The Australian Space Agency also confirmed that the hardware scrap found in snowy mountains in New South Wales is from the SpaceX capsule built by Elon Musk’s company. The agency was intimated by Brad Tucker, who is an astrophysicist at the Australian National University. It occurred to him that the time and location of the debris matched with SpaceX spacecraft.
The spokesperson for the Australian Space Agency stated, “the agency has confirmed the debris is from a SpaceX mission and continues to engage with our counterparts in the US, as well as other parts of the commonwealth and local authorities as appropriate.”
The spokesperson further noted, “If the community spots any further suspected debris, they should not attempt to handle it or retrieve it,” They stated, “operating under the Australian government space re-entry debris plan which outlines roles and responsibilities for key Australian government agencies and committees in supporting the response to space re-entry debris.”
Tucker further added that the debris came from the capsule’s unpressurized trunk, which is critical to take off but dumped when coming back to earth. He said that there was third debris too found close to Jindabyne. He observes that people will be discovering more junk in the coming time as they know that this is the area where the capsule disintegrated.
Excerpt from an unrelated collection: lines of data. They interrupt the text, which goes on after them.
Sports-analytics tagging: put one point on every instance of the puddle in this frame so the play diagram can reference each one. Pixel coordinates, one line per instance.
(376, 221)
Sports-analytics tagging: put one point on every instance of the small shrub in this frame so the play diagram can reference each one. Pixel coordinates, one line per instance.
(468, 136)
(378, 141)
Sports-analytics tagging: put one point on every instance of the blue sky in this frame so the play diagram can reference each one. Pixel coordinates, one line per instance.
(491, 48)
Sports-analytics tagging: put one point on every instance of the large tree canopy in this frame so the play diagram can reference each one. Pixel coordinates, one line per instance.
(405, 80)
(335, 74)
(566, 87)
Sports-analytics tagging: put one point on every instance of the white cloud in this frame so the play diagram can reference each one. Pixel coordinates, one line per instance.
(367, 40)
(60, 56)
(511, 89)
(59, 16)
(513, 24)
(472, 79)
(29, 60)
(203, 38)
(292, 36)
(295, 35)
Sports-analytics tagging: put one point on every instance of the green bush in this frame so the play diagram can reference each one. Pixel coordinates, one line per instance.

Tucker says that there are discussions about SpaceX collecting the debris. He thinks in the current scenario, the collection is essential to understand if there were any damages, but that will be decided by the government and not SpaceX.
Citing that there are no damages, Tucker feels there will be no government involvement in the issue. He remembers the Soviet nuclear-powered satellite crash in 1980, which cost the USSR government heavily as it involved nuclear power. Canada demanded C$6 million but could only get half of what was requested.
Tucker questions why there was no massive crater formed when the capsule hit the ground. When it hit the ground, most of its power was lost as it was all absorbed by the atmosphere, which caused the breaking.
Tucker stated, “Like if you throw a ball through a window, the shards of glass don’t necessarily travel at the speed of the ball. They travel slower because of the transfer of energy.” Dr. Sara Webb, an astrophysicist from Swinburne University, points out that the debris could have bounced over from where it initially landed.
Webb gives an example of this effect, “this was an insanely massive meteorite that came over the Siberian forest. People all around Eastern Siberia heard this massive bang … it flattened thousands and thousands of trees around the area from the shock wave explosion, but the actual impact crater they’ve never been able to fully locate.” According to Dr. Webb, any space debris that does not burn up upon re-entering the atmosphere will splash down, and the phenomenon is called “Point Nemo,” located in the Pacific Ocean, which is the farthest point from the land.
ASA spokesperson said: “the Agency is committed to the long-term sustainability of outer space activities, including debris mitigation, and has highlighted this on the international stage.” Tucker concludes by stating, “It’s like you take a frozen pizza out, put in the microwave for three seconds and then put it back in the freezer, it’s actually going to land cold.” Quite typically, there are no comments from SpaceX.